The nearly month-long feud between Russia and Turkey reached a new battlefield over the weekend: the sea.
A Russian warship fired warning shots at a Turkish fishing boat in the Aegean Sea, ostensibly to avoid a possible collision. The Russian Defense Ministry said the boat came within 1,600 feet of the Smetlivy destroyer, one of the ships bolstering the Kremlin’s military foray into Syria meant to prop up the regime of dictator Bashar al-Assad.
Moscow summoned a Turkish military attaché over the incident, telling the official of “potentially disastrous consequences from Ankara’s reckless actions toward Russia’s military continent fighting against international terrorism in Syria,” the Defense Ministry said in a statement.

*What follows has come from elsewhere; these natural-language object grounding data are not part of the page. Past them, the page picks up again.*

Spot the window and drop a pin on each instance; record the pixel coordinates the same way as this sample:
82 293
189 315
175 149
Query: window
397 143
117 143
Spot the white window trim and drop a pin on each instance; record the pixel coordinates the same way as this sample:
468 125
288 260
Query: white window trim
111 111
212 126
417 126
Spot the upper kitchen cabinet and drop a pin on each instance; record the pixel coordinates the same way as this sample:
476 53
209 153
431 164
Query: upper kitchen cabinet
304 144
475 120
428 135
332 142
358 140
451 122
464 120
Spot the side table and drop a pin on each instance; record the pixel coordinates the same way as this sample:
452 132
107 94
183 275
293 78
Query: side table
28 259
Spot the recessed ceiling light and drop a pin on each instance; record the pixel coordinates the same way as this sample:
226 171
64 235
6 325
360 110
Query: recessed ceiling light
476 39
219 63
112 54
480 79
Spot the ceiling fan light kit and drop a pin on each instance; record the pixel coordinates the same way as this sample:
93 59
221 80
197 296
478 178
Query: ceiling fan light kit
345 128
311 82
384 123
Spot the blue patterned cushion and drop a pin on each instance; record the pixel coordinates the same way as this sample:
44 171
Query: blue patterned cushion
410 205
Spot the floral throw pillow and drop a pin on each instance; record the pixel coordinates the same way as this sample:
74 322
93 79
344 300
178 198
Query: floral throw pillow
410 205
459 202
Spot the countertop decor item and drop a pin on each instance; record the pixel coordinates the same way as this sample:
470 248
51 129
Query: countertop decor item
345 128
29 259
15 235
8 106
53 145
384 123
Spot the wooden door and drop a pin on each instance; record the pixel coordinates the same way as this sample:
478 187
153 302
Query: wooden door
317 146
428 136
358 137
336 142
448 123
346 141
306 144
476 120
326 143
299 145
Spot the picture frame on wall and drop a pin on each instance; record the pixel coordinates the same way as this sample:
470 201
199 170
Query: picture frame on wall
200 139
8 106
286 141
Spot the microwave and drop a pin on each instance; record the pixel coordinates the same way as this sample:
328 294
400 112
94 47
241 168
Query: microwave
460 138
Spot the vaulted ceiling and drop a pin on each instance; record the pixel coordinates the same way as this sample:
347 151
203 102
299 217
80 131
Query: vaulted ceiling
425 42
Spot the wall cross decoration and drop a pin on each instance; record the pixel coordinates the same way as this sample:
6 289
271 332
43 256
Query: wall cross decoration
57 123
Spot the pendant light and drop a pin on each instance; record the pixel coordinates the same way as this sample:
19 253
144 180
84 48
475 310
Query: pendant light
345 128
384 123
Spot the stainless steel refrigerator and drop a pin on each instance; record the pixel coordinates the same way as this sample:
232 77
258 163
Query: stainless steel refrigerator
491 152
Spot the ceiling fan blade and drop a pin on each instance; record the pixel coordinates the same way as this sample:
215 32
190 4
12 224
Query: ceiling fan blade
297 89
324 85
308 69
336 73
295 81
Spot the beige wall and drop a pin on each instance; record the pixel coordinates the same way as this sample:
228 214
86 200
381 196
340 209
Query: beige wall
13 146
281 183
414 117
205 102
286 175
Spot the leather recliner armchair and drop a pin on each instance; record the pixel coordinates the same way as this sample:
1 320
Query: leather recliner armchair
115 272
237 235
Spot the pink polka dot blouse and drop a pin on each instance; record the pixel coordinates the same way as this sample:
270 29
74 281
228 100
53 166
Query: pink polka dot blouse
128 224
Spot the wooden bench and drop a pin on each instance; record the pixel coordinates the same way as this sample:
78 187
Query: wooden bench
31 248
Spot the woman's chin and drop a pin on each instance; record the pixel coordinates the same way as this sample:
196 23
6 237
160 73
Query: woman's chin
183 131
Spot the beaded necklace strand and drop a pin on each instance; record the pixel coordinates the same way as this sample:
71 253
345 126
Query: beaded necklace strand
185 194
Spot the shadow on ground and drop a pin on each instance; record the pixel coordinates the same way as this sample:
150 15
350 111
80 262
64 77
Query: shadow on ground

“We are not in favor of tension," Turkey's Foreign Minister Mevlut Cavusoglu was quoted as saying in response. "We have always been in favor of overcoming tensions through dialogue rather than conflict.”
The confrontation on the waves is the latest evidence that tensions between Ankara and Moscow remain high almost a month after the Turkish air force shot down a Russian fighter jet. Turkey claimed the aircraft had entered its airspace and refused to change course; Russian President Vladimir Putin called the downing a “planned provocation.”
The relationship between the two capitals has only deteriorated since, with Russia unleashing a package of economic sanctions against Turkey, including restrictions on imports and travel. It also sent a warship through the Bosphorus in Istanbul; pictures revealed a solider on the ship’s deck, holding a rocket launcher.
Last week a top Turkish official accused Moscow of conducting “ethnic cleansing” in northern Syria, while Putin pointedly reminded the world that the Kremlin might use nuclear weapons in Syria if necessary.
The series of dust-ups is sure to be a topic of conversation on Tuesday when U.S. Secretary of State John Kerry arrives in Moscow for meetings with Putin and Russian Foreign Minister Sergey Lavrov. President Obama and other senior administration officials have chastised Russia for its intervention in Syria, charging Moscow with lying when it says its forces are in the country to fight ISIS.
While relations between Turkey and Russia have turned frosty in the last month, the U.S.-Russia relationship has been downright frigid for almost two years, ever since Moscow annexed the Crimean Peninsula from Ukraine and began supporting separatist rebels in the eastern part of the country.
It’s unclear what, if any, impact Tuesday’s sessions will have on relations going forward, but they at least could give the two nations a chance to emphasize areas where they are still cooperating, like the Iran nuclear deal.